Кое-что в этой истории показалось мне знакомым, и я невольно спросила, где находятся Серые Холмы.

— Да там, — сказал он, махнув рукой вверх, — пройдете «Лису с ищейками», потом двигайте лесом, по старым руинам. Отсюда добрых пять миль, место чудное. Скудней земли нет до Монмаута, право слово, но пастбище для овец там доброе. Да, не повезло бедняжке миссис Кредок.

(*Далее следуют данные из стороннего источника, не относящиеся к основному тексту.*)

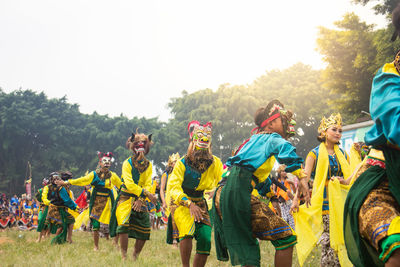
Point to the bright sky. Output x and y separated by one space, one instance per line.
132 56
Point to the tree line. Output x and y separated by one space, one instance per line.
53 134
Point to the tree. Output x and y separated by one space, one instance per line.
382 7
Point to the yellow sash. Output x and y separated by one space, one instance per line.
82 218
309 226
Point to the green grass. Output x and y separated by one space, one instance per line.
18 248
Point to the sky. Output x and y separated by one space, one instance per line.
131 57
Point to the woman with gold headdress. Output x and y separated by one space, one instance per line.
323 164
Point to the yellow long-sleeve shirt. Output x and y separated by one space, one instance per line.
144 181
207 181
88 179
45 192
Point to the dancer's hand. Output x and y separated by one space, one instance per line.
60 182
137 205
152 198
341 180
211 193
195 211
295 205
304 189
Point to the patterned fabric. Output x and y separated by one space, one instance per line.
138 226
376 214
328 255
376 162
285 212
265 224
199 164
53 215
98 206
334 169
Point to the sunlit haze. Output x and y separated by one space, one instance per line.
131 57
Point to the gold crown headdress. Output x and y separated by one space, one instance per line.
173 158
334 119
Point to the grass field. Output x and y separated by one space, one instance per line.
18 248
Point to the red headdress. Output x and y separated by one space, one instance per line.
193 124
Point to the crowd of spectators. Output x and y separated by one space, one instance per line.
20 212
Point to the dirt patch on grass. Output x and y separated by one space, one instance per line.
4 240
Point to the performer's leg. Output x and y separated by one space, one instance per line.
283 258
138 248
185 247
70 228
200 260
115 240
394 260
123 240
96 239
203 245
96 235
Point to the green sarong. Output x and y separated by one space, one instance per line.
62 237
234 232
360 252
42 219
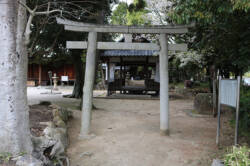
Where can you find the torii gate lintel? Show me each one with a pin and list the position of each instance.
(92, 45)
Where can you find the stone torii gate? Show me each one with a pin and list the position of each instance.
(92, 45)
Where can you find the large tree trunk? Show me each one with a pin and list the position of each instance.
(22, 71)
(79, 70)
(14, 135)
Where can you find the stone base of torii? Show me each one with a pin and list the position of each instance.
(92, 45)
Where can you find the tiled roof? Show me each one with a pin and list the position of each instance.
(130, 53)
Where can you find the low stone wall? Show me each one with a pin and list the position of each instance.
(50, 147)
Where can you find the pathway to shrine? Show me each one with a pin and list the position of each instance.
(127, 134)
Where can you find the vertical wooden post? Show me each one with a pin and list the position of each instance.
(121, 63)
(88, 84)
(40, 74)
(237, 112)
(164, 100)
(218, 125)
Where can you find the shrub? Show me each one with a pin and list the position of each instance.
(237, 156)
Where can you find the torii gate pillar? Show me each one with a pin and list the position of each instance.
(88, 85)
(164, 80)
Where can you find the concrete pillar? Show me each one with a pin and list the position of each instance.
(106, 72)
(164, 80)
(88, 85)
(157, 71)
(40, 75)
(111, 72)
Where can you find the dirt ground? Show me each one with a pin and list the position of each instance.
(127, 134)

Старик вернулся к своей работе, а я побрела вниз по тропинке меж подагрически скрючившихся от старости шпалер, обдумывая услышанную историю и пытаясь понять, что именно нашло отзвук в моей памяти. И вспомнила: я видела слова «Серые Холмы» на полоске пожелтевшей бумаги, которую вынимал из ящика в своем кабинете профессор Грегг. Меня вновь охватил страх, смешанный с любопытством. Мне припомнились странные буквы, срисованные с известняковой скалы, идентичная им надпись на древней печати и фантастическая легенда римского географа. Я понимала: если только не чудом уготовлены все эти странные события, то мне суждено стать очевидцем того, что совсем не укладывается в рамки обыденных представлений о жизни.

Я наблюдала за профессором Греггом изо дня в день: он шел по горячему следу, он худел на глазах, а по вечерам, когда солнце переваливало за вершину горы, он, не отрывая глаз от земли, расхаживал вокруг дома, пока туман в долине не сгущался до белизны, вечерняя тишь не приближала далекие голоса и голубой дымок из ромбовидной трубы серого фермерского дома ровной струйкой не устремлялся ввысь — точь-в-точь как в то утро, когда я впервые его увидела. Я уже говорила, что во мне сильна скептическая жилка, но несмотря на это я начала бояться и тщетно успокаивала себя, мысленно повторяя избитые истины о том, что мир материален, что в природе вещей нет ничего непостижимого и что даже сверхъестественное может быть объяснено с научной точки зрения. Но все эти догмы разбивались мыслью о том, что материя на самом деле столь же пугающе непостижима, как и дух, что сама по себе наука занята ерундой и скольжение по поверхности сокровенных тайн — предел ее возможностей.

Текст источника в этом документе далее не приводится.